Delays in making hundreds of thousands of utility poles ready for high-speed fiber could threaten funding
January 2024
by Tad Dickens, Cardinal News
Hundreds of thousands of utility poles, hundreds of millions in funding and increasingly tight deadlines are part of Virginia’s quest to bring broadband to far-flung rural locations.
The commonwealth has been among the nation’s leaders in deploying internet, state leaders and observers say. But the goal of bringing universal high-speed access — with lots of federal and state money in play — is facing delays.
The latest delays center on stringing broadband fiber across electric utility poles, some of which are so out-of-date that they need to be replaced. Issues between internet service providers and pole owners include how much the work will cost and who will pay for it.
While the state supplies the money, funneling about $750 million to broadband in 2022 alone, it has no legal standing to play referee between the internet service providers (ISPs) and the pole owners. Here’s the dichotomy: The ISPs’ primary task is to get the lines to the people, but electric utilities say their key focus is on providing safe and reliable power.
That difference is causing slowdowns with installing aerial wire, in particular. Throw the logistics of pole updates and workforce shortages into the mix, and Virginia officials are worried about whether they’ll get broadband fiber to all of the estimated 162,000 still-unserved locations before the end of 2026, when federal COVID-19 relief funding will expire. Unspent money would go back to the federal government.
Those millions created a remarkable demand to add attachments to poles or replace them outright. The state’s largest electricity providers, Appalachian Power and Dominion Energy, received orders related to about 300,000 poles after the 2022 funding windfall. Smaller electric utilities were hit with relatively huge demands for poles, too.
Del. Scott Wyatt, R-Mechanicsville, told the state’s Broadband Advisory Council on Dec. 9 that he was concerned that legislators can’t force the power companies and ISPs to “play together” at the moment. Many are making progress, while others are “at a standstill,” he said. The cost of adding lines to poles is increasing, he added.
“I’m having heartburn when original negotiations and contracts were $30,000 a mile, and now those prices have changed to $90,000 a mile,” Wyatt, a House Appropriations Committee member, told the council in a recorded meeting. “I … hope that my peers will consider legislation to regulate these folks and force them to come together and work with the ISPs.”
Wyatt was not the only one calling for legislative intervention late last year. House Appropriations Chair Barry Knight boiled it down at the end of a November meeting in Richmond.

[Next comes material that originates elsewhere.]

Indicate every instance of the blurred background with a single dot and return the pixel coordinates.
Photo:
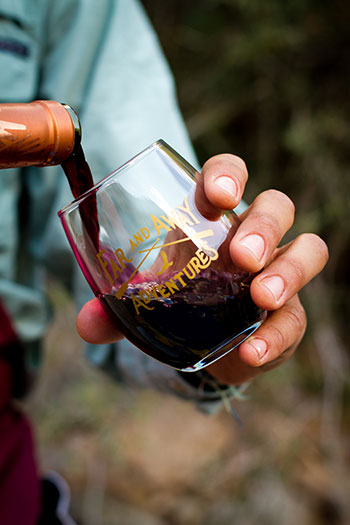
(268, 81)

“Everyone here recognizes it’s going to take some legislation to make it happen,” Knight, R-Virginia Beach, said in a video recording of the Nov. 14 joint Appropriations and Finance meeting. “If the federal government is going to give us some money, we don’t want to give it back.”
It would be the second law the General Assembly has passed in two consecutive years to speed broadband access.
A bill that Gov. Glenn Youngkin signed into law in March centered on getting broadband cables across railroad lines. The House and Senate had each voted unanimously to streamline the approval process to 35 days and to reduce the often five-figure costs that railroads were charging the electric cooperatives to do the work. Three months later, an industry trade group representing Norfolk Southern, CSX and others filed a federal suit to stop the law from taking effect.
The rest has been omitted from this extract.